The only thing that Baumbach really gets across is that venomous parents can poison their children.  (The Squid and the Whale (2005) did the same, although with more sophistication.)  Margot’s early teenage son Claude is hapless chiefly because he adores his mother, who appears to be turning him into an androgynous blob.  Zane Pais is somewhat affecting as Claude – but in an uncomfortable way because it’s Pais’s own physical qualities which Baumbach uses to express Claude’s plight.   It seems that whenever someone threatens to be likeable, Baumbach resorts to making them contemptible through their ridiculous appearance.  Jack Black does creditably as Pauline’s fiancé Malcolm (like Roger Greenberg, a man bitterly resenting his failure to make it in the world of rock music) but when Margot tells her sister that Malcolm’s wrong for her you tend to agree – not least because he looks so garishly silly.  Malcolm confesses to Pauline that he’s had it off with Maisy (Halley Feiffer), the daughter of their malignant neighbour Dick Koosman (Ciaran Hinds), who’s also a professional associate of Margot (and the main reason she bothered to come for the wedding at all).  Baumbach finds it necessary to have Malcolm break down abjectly – into blubbering blubber, unworthy of sympathy largely because the sight of him is alienating.   The director seems anxious to thwart his characters even in their bid to win the nastiness stakes.   Dick Koosman delivers such an expert low blow when he interviews Margot in front of an audience – he asks if the paedophile father she’s presented in one of her stories is, rather than a portrait of her own father, a self-portrait – that she’s reduced to stumbling, helpless tears.

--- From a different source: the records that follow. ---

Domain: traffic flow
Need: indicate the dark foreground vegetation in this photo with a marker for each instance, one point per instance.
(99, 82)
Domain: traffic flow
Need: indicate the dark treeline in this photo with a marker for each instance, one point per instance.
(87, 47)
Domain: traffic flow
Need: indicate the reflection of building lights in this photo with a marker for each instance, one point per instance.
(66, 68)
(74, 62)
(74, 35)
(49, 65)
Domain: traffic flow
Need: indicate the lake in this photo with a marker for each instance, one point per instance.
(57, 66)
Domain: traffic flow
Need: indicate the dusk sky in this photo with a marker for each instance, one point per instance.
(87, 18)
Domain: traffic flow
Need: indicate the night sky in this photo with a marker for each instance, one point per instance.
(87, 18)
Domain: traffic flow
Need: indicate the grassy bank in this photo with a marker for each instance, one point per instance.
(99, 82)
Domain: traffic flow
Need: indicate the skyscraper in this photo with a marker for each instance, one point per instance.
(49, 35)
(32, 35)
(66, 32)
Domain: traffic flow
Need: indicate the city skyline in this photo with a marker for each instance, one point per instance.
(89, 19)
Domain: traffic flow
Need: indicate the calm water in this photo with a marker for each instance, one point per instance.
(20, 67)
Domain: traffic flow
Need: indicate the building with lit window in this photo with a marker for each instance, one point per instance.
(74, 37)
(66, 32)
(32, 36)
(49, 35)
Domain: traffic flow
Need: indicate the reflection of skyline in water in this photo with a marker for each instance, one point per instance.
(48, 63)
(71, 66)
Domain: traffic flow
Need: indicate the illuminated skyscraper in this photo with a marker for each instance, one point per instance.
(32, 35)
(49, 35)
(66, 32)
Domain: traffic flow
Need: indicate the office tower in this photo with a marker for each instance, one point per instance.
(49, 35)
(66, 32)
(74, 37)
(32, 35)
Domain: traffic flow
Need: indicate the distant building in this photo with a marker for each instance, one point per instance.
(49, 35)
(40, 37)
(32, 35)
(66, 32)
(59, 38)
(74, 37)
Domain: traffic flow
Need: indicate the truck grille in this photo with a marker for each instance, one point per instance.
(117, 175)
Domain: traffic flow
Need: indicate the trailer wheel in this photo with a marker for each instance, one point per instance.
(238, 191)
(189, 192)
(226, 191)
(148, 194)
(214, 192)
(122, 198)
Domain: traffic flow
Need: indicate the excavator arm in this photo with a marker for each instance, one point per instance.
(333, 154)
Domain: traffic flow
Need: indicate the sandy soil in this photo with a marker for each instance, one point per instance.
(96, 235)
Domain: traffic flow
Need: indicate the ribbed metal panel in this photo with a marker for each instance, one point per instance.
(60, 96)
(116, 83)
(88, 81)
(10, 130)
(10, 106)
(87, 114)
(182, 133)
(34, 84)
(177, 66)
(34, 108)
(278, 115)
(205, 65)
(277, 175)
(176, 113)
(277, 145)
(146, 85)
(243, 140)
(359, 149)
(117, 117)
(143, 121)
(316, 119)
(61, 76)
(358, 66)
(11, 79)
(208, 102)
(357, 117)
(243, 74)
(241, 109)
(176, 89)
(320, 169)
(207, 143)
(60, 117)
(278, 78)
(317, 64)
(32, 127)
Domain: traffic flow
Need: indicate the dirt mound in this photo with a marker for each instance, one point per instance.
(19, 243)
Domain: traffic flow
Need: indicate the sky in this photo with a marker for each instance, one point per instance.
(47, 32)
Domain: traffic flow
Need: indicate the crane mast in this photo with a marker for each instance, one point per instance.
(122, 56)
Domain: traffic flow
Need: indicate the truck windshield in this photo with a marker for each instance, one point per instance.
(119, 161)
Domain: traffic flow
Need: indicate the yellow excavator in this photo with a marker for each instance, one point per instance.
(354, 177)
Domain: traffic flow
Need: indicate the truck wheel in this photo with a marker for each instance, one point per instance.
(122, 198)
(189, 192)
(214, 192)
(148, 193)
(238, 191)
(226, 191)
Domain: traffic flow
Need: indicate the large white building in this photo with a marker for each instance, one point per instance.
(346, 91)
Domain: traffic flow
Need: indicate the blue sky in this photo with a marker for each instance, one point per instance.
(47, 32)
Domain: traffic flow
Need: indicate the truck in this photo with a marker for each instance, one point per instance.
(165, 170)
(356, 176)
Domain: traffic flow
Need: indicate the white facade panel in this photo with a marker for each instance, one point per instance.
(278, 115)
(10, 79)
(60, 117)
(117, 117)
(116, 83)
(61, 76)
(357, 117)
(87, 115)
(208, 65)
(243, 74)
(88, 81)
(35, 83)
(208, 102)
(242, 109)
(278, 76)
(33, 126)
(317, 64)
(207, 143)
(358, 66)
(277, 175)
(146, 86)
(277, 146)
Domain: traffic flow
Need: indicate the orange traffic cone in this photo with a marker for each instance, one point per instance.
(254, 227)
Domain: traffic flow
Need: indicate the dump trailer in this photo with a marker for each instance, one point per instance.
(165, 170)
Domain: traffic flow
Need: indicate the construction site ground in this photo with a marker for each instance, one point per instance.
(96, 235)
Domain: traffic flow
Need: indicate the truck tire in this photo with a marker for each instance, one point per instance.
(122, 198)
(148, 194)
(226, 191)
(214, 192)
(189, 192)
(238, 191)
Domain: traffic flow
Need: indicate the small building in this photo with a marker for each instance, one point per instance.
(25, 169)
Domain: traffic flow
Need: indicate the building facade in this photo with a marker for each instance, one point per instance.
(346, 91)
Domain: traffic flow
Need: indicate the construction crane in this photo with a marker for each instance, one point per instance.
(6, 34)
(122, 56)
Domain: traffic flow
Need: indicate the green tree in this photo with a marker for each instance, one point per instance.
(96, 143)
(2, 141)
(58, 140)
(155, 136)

Canine trauma is coming to seem a litmus test in Baumbach pictures.  In Greenberg, Roger tends his brother’s ailing Alsatian and the dog recovers:  it’s Roger’s most successful relationship.   In Margot, as the tensions between the people get worse, the family mongrel Wizard disappears.  When things have got even worse, Margot, who’s met up briefly with her ex-husband (John Turturro), has a roadside encounter with the distraught owner of a different dog that’s been hit by a car and is gravely injured.   Wizard eventually comes home, unharmed though looking the worse for wear, just as the tree is about to topple.   That’s the last we see of the dog.  I wasn’t sure if he ended up in the same position as the marquee although Sally thought I was being unduly pessimistic.